Last Signal: 7/14/00, SELL
Dow: 10,806.74 OTC: 4243.02
The Ratio reached a very extended extreme, far above the .40 level that triggers an overbought sell signal. We dont see the advance making significant progress above current levels, and a downturn in the market would likely confirm the preliminary sell signal given after last Fridays close.
Friday, July 21, 2000: Traders pushed the envelope right up against our bearish limit yesterday, ahead of todays option expiration and on what were deemed words of encouragement from the "Great One", Alan Greenspan, who began his semi-annual Humphrey-Hawkins testimony before the Senate Banking Committee yesterday. While he went back and forth on the continued risks and challenges going forward, he did mention that the economy has the appearance that it is "tentatively" slowing. He also stated that it is not yet clear whether the economy will manage to slow to a more sustainable level or if it will re-heat as full employment continues to fuel strong consumer spending.
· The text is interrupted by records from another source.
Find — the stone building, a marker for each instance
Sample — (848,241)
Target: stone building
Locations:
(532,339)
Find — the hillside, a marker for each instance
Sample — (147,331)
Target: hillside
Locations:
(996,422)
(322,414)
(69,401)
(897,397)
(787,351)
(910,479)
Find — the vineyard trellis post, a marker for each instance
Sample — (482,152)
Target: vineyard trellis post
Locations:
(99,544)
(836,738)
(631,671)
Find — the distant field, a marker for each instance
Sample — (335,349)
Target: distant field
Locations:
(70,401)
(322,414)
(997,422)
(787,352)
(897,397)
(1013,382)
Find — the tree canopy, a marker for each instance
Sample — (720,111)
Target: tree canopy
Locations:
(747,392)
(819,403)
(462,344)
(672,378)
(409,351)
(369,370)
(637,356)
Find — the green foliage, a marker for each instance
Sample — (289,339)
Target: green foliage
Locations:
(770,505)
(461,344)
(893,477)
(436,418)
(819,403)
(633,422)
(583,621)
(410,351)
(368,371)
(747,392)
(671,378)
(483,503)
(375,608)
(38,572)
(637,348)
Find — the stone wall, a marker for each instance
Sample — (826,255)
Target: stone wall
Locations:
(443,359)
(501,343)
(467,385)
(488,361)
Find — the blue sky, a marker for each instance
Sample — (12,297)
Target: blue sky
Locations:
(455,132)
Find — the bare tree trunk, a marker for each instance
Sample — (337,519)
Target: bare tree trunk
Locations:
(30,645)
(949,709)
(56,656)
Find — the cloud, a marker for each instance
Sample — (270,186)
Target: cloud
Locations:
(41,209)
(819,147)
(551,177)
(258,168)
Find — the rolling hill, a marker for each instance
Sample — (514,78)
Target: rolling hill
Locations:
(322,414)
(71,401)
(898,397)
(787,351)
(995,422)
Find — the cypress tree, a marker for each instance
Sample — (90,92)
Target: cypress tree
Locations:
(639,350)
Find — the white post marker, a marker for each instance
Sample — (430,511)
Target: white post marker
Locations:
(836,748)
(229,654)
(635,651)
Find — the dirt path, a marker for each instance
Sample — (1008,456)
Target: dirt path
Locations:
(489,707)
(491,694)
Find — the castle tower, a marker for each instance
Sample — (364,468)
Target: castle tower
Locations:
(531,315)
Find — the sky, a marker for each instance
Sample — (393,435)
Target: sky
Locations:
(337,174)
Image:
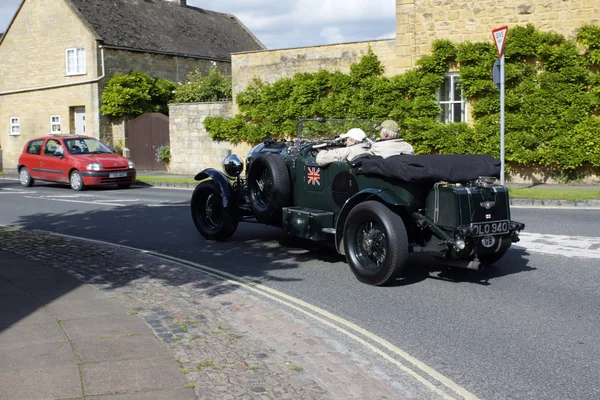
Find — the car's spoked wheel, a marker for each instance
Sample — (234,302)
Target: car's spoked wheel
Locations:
(25,178)
(76,181)
(211,219)
(375,243)
(370,241)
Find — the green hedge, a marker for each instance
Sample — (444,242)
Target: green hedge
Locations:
(552,100)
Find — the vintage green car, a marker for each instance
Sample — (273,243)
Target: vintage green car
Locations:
(376,211)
While the outcome is clearly anyones guess, with strong consumer confidence and unemployment near a record low, we agree with Greenspan that the risks remain with the economies strong momentum.
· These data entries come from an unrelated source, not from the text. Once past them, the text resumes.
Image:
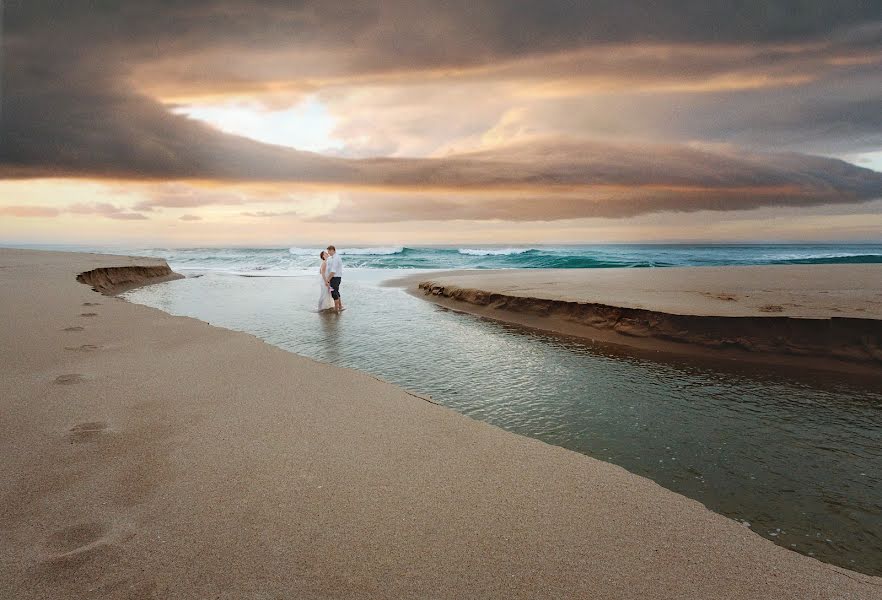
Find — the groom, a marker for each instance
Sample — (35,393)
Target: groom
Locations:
(335,271)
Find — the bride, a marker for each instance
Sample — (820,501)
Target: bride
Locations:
(325,300)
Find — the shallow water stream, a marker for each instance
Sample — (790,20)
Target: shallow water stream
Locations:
(796,457)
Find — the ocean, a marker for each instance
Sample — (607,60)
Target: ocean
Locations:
(298,260)
(795,455)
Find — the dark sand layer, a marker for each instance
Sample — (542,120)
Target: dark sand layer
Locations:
(825,316)
(151,456)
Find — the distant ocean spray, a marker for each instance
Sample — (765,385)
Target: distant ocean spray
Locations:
(297,260)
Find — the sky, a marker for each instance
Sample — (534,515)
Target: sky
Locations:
(268,123)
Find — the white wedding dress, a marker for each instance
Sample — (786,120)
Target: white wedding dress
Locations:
(325,300)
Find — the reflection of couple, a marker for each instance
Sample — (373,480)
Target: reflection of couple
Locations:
(330,271)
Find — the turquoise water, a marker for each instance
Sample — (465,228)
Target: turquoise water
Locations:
(297,260)
(796,456)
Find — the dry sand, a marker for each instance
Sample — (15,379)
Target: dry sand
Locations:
(821,316)
(151,456)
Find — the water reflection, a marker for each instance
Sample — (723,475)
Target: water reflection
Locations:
(798,456)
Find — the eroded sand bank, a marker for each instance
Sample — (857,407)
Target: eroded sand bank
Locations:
(818,315)
(145,455)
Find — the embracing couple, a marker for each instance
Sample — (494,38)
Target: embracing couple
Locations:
(330,271)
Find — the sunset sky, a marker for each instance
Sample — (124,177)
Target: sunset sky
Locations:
(246,122)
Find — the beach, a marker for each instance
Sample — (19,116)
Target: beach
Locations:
(148,455)
(819,316)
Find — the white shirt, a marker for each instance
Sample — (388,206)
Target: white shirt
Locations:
(335,266)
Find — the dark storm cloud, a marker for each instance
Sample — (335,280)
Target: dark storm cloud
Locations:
(73,105)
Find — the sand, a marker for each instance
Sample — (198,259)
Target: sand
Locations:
(821,316)
(151,456)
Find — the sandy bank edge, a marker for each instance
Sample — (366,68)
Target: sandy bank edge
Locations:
(841,344)
(611,568)
(111,281)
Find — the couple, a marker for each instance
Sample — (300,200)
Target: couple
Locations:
(330,271)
That makes it likely that yesterdays rally was at least partially fueled by short covering into todays option expiration. The Dow pushed to a high of 10,874 before pulling back a hair, essentially stopped by the resistance weve been stating as our line in the sand at 10,863. This certainly has me considering the possibility that the rally has not yet ended, but it also has the strong potential for a serious double top from the June 5, 10,863 high, with another reversal here. If prices clear this key level, the rally will likely extend further, toward next resistance at 11,000 -11,100. A close below 10,680 would now confirm a short term top, with support at 10,600. A close below 10,336 would still confirm a more significant trend reversal.
TREASURIES
Treasury yields followed through after last weeks push through resistance at 5.85%, on the combined comments of encouragement from Greenspan with yesterdays Treasury buyback of another $1.5 billion of long dated Treasury Bonds, which provided additional strength and encouragement for bond bulls. We had continued to hope for a temporary pullback with yields rising back above 6.00% for a short time, but it remains clear that with the Treasury Departments "reverse auction" program just surpassing the point of half complete, and bullish sentiment toward the economy slowing, the rally also has the potential to continue toward our yield objective at 5.50%. We think this would complete the entire rally from the January high, retracing .618% of the entire rise from the 4.69% low back in September of 1998 to the 6.75% high reached in January. Strong resistance remains between 5.72% - 5.65% and then at 5.50%. Support remains at 6.05% and would confirm a short term bearish reversal, with next support at 6.20 - .25%, 6.32% and 6.40%. Our longer term bond indicator, the Dow 20 Bond Average remains bullish as does the Feds commitment to slowing the economy down, again, combined with the Treasury Departments ongoing buyback program through the rest of the summer.
GOLD
The XAU & Gold turned from a case of "no-interestosis" to "get out of townitis" as prices broke down through support on the spot gold and the XAU. While very disappointing, the support at 54.24 gave way after managing to hang in there since reached on 4/13. The only other support is at the 8/31/98, 48.73 all time low, which is not far off at all. The only words of encouragement that can be made here is that weve seen on other occasions where support has been breached in what is know as "gunning the stops", where old positions are covered, especially ahead of options and futures expirations, to force traders to liquidate as their stop losses are hit. This would suggest that an upside reversal was very close at hand, but we need more than conjecture before finding confidence in this. The bullish factors that weve pointed to recently remain in place, and will likely become even more bullish with this break of support, so the potential for a bottom is not out of the question. A move above resistance at 59 would suggest the bottom was reached, but a push above 64 is still neecded to resolve the current "high pole at the bearish resistance" (HPBr) short term chart formation, as well as to break out above the downtrend line drawn from the 92.72, 9/99 high. This would be significantly bullish. Higher resistance is at 69, 72 -3, and then 82, but this is now a long way off.
PORTFOLIO CHANGES
Friday, July 21, 2000: 7/19: EMC quickly pushed through resistance, stopping us out at 83 for a 10.67% loss. Well likely replace this soon.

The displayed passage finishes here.